022
その22です。
「一年生に関しては、私に一任されているはずですけど」
先輩と呼んではいるものの、嶺華嬢は明らかに五明田を排斥したがっている。
しかし、五明田は睨まれても怯む様子を見せず、わざとらしく肩をすくめた。
「やれやれ。ボクたち皐会は、別に誰かの命令を受けてなければ動けないガチガチの組織じゃないでしょう。キミがどういう意図で動くかに干渉する気はないから、僕の行動にも口出ししないことにしてもらいないかな?」
「なら、どうぞ誘ってみてください」
驚くべきことに、嶺華嬢はあっさりと引き下がった。これには五明田も呆けたように何度かまばたきをしたが、すぐに気を取り直して表情を引き締める。
両手を大きく広げ、くるりと踊るように回れ右をし――計ったかのようにゲアリンデの正面でピタリと正確に止まった。

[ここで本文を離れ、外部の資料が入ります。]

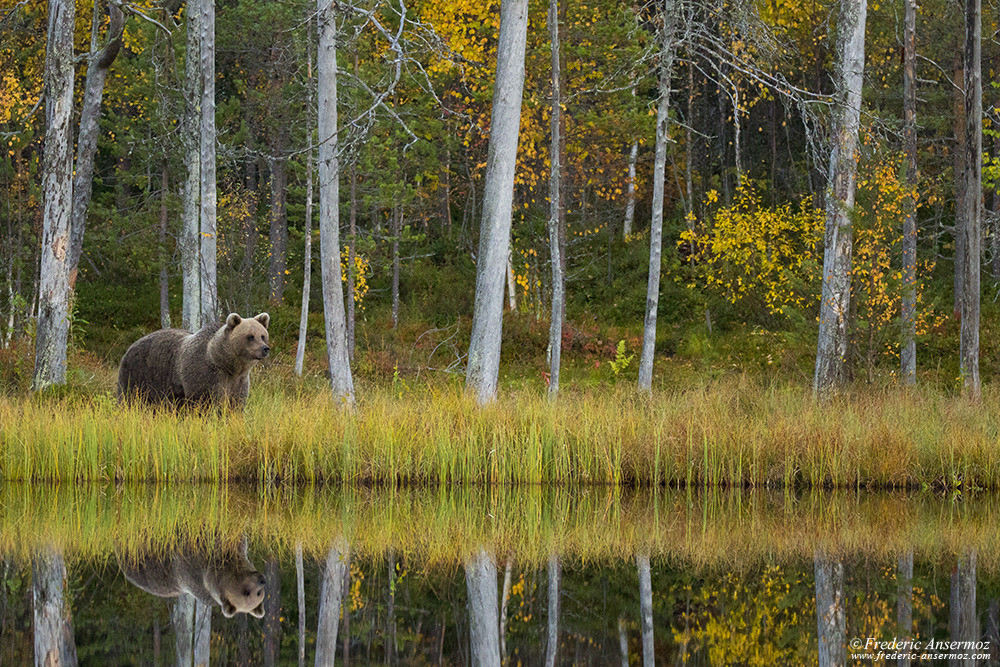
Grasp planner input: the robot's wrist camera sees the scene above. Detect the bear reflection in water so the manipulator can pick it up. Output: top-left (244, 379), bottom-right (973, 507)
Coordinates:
top-left (118, 540), bottom-right (267, 618)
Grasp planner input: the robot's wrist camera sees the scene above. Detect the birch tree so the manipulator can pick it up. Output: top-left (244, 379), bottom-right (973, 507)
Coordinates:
top-left (31, 552), bottom-right (77, 667)
top-left (813, 0), bottom-right (867, 395)
top-left (32, 0), bottom-right (75, 390)
top-left (199, 0), bottom-right (219, 326)
top-left (465, 552), bottom-right (503, 667)
top-left (959, 0), bottom-right (983, 400)
top-left (639, 0), bottom-right (677, 391)
top-left (179, 0), bottom-right (202, 331)
top-left (899, 0), bottom-right (917, 384)
top-left (635, 554), bottom-right (656, 667)
top-left (316, 0), bottom-right (354, 405)
top-left (465, 0), bottom-right (528, 404)
top-left (316, 544), bottom-right (347, 667)
top-left (69, 0), bottom-right (124, 287)
top-left (813, 552), bottom-right (847, 667)
top-left (549, 0), bottom-right (566, 398)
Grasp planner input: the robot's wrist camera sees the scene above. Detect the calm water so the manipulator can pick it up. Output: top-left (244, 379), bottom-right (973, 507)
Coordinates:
top-left (0, 486), bottom-right (1000, 665)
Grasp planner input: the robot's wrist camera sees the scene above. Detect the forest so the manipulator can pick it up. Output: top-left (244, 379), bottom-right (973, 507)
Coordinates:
top-left (0, 0), bottom-right (1000, 395)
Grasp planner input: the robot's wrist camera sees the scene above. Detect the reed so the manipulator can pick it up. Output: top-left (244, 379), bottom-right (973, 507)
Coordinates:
top-left (0, 379), bottom-right (1000, 489)
top-left (0, 484), bottom-right (1000, 571)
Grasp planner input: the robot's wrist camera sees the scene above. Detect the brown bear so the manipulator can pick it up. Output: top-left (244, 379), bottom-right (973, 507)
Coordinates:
top-left (118, 540), bottom-right (267, 618)
top-left (118, 313), bottom-right (271, 408)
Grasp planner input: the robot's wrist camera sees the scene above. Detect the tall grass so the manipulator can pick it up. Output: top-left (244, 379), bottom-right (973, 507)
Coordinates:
top-left (0, 380), bottom-right (1000, 489)
top-left (0, 484), bottom-right (1000, 570)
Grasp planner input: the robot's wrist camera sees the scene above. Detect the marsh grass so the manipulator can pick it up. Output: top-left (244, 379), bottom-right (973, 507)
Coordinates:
top-left (0, 379), bottom-right (1000, 489)
top-left (0, 484), bottom-right (1000, 570)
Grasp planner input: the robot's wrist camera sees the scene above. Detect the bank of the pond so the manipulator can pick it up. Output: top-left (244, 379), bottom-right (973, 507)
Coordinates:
top-left (0, 484), bottom-right (1000, 570)
top-left (0, 380), bottom-right (1000, 489)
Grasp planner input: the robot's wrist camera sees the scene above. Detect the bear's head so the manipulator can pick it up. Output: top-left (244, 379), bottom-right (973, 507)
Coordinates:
top-left (218, 570), bottom-right (267, 618)
top-left (226, 313), bottom-right (271, 365)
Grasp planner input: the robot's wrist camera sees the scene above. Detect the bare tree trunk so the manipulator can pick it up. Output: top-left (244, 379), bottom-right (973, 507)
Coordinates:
top-left (180, 2), bottom-right (201, 331)
top-left (618, 616), bottom-right (628, 667)
top-left (194, 598), bottom-right (212, 667)
top-left (170, 593), bottom-right (197, 667)
top-left (952, 59), bottom-right (968, 316)
top-left (268, 157), bottom-right (288, 306)
top-left (814, 552), bottom-right (847, 667)
top-left (295, 542), bottom-right (306, 667)
top-left (316, 544), bottom-right (347, 667)
top-left (896, 549), bottom-right (913, 667)
top-left (500, 558), bottom-right (513, 664)
top-left (69, 0), bottom-right (124, 288)
top-left (199, 0), bottom-right (219, 326)
top-left (545, 552), bottom-right (562, 667)
top-left (949, 552), bottom-right (979, 666)
top-left (639, 0), bottom-right (677, 391)
top-left (549, 0), bottom-right (564, 398)
top-left (316, 0), bottom-right (354, 406)
top-left (465, 549), bottom-right (500, 667)
top-left (635, 554), bottom-right (656, 667)
top-left (31, 552), bottom-right (77, 667)
top-left (466, 0), bottom-right (528, 404)
top-left (295, 151), bottom-right (313, 377)
top-left (32, 0), bottom-right (75, 390)
top-left (295, 36), bottom-right (313, 377)
top-left (960, 0), bottom-right (983, 400)
top-left (813, 0), bottom-right (867, 396)
top-left (392, 202), bottom-right (403, 329)
top-left (899, 0), bottom-right (917, 384)
top-left (160, 160), bottom-right (170, 329)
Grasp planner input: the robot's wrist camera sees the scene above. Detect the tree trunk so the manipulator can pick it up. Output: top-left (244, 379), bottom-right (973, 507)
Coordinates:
top-left (264, 560), bottom-right (282, 667)
top-left (69, 0), bottom-right (125, 289)
top-left (813, 0), bottom-right (867, 396)
top-left (545, 556), bottom-right (562, 667)
top-left (500, 558), bottom-right (513, 664)
top-left (960, 0), bottom-right (983, 400)
top-left (814, 552), bottom-right (847, 667)
top-left (295, 36), bottom-right (313, 377)
top-left (639, 0), bottom-right (677, 391)
top-left (896, 549), bottom-right (913, 667)
top-left (295, 542), bottom-right (306, 667)
top-left (952, 54), bottom-right (968, 317)
top-left (949, 551), bottom-right (979, 666)
top-left (268, 157), bottom-right (288, 306)
top-left (160, 160), bottom-right (170, 329)
top-left (899, 0), bottom-right (917, 384)
top-left (549, 0), bottom-right (564, 398)
top-left (31, 552), bottom-right (77, 667)
top-left (392, 202), bottom-right (403, 329)
top-left (466, 0), bottom-right (528, 404)
top-left (180, 2), bottom-right (201, 331)
top-left (199, 0), bottom-right (219, 326)
top-left (635, 554), bottom-right (656, 667)
top-left (316, 544), bottom-right (347, 667)
top-left (32, 0), bottom-right (74, 390)
top-left (316, 0), bottom-right (354, 406)
top-left (465, 549), bottom-right (500, 667)
top-left (295, 151), bottom-right (313, 377)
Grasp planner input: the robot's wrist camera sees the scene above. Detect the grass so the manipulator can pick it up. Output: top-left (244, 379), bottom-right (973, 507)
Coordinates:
top-left (0, 377), bottom-right (1000, 489)
top-left (0, 484), bottom-right (1000, 569)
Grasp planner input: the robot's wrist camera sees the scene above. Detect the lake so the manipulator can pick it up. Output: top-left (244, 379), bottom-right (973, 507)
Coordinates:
top-left (0, 484), bottom-right (1000, 665)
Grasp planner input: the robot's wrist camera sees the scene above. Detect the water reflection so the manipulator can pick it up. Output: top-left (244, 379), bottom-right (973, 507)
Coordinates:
top-left (0, 488), bottom-right (1000, 665)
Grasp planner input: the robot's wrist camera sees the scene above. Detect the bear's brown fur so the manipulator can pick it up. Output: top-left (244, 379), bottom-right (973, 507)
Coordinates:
top-left (118, 540), bottom-right (267, 618)
top-left (118, 313), bottom-right (271, 408)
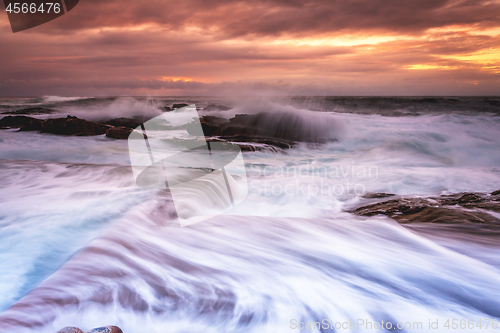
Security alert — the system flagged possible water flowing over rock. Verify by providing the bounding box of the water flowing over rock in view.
[350,191,500,226]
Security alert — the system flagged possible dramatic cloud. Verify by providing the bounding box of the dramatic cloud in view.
[0,0,500,96]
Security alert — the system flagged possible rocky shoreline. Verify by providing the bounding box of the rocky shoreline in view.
[56,326,123,333]
[347,190,500,226]
[0,104,334,151]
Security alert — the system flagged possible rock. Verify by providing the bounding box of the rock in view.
[85,326,123,333]
[0,116,41,128]
[106,126,133,140]
[187,115,295,151]
[186,116,229,137]
[103,117,147,128]
[4,108,54,114]
[203,104,231,111]
[362,193,395,199]
[19,119,44,132]
[56,326,84,333]
[350,193,500,225]
[172,103,189,109]
[40,116,110,136]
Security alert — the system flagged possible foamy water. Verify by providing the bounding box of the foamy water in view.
[0,98,500,332]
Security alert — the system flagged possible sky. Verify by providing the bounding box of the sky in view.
[0,0,500,96]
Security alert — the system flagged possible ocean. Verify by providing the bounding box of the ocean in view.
[0,96,500,333]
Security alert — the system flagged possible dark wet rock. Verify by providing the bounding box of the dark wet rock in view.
[350,193,500,225]
[172,103,189,109]
[0,116,41,128]
[85,326,123,333]
[106,126,133,140]
[362,193,395,199]
[186,116,229,137]
[4,108,54,115]
[187,115,295,150]
[40,116,110,136]
[203,104,231,111]
[103,117,147,128]
[56,326,84,333]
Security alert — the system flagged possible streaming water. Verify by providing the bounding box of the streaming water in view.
[0,97,500,333]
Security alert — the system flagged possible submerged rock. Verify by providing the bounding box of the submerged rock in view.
[106,126,133,140]
[40,116,110,136]
[0,116,42,128]
[4,108,54,114]
[362,193,395,199]
[56,326,84,333]
[85,326,123,333]
[103,117,147,128]
[349,191,500,225]
[203,104,231,111]
[56,326,123,333]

「はじめまして。ボクは皐会に所属している五明田涼真と申します。貴女には是非とも皐会に入っていただきたいと考えていますので、まずはこれからお茶をご一緒していただけないでしょうか?」
慇懃に深々と頭を下げる五明田は、確かにキザな動作がハナにつくのだけれども、手慣れた調子な上に照れを微塵も漏れ出さないので、ときめきを発動させてしまう女性が確実に存在するのも納得できる。
とはいえ、今回は敵が悪かった。
「申し訳ありません。私の立場上、特定の思想や組織に属する行為は避けなければなりません。謹んでお断り申し上げます」
コンマ一秒の隙間も開けず、ゲアリンデはすっぱりと却下した。相手の大仰な態度を前にして、逆に冷静な対応に臨めたのかもしれない。
だが、五明田は折れなかった。
「いえいえ。ボクたち皐会は、特定のイデオロギーを崇拝している団体ではありませんよ。誤解を解く意味でも、まずは話し合いをしましょう」
「イデオロギーなどの問題ではないのです。私は学業を修めるために、この学校へ入学しました。それ以上の活動は辞退させていただきます」
テニスで、互いにネット際でボレーの応酬をしているかのような状況になった。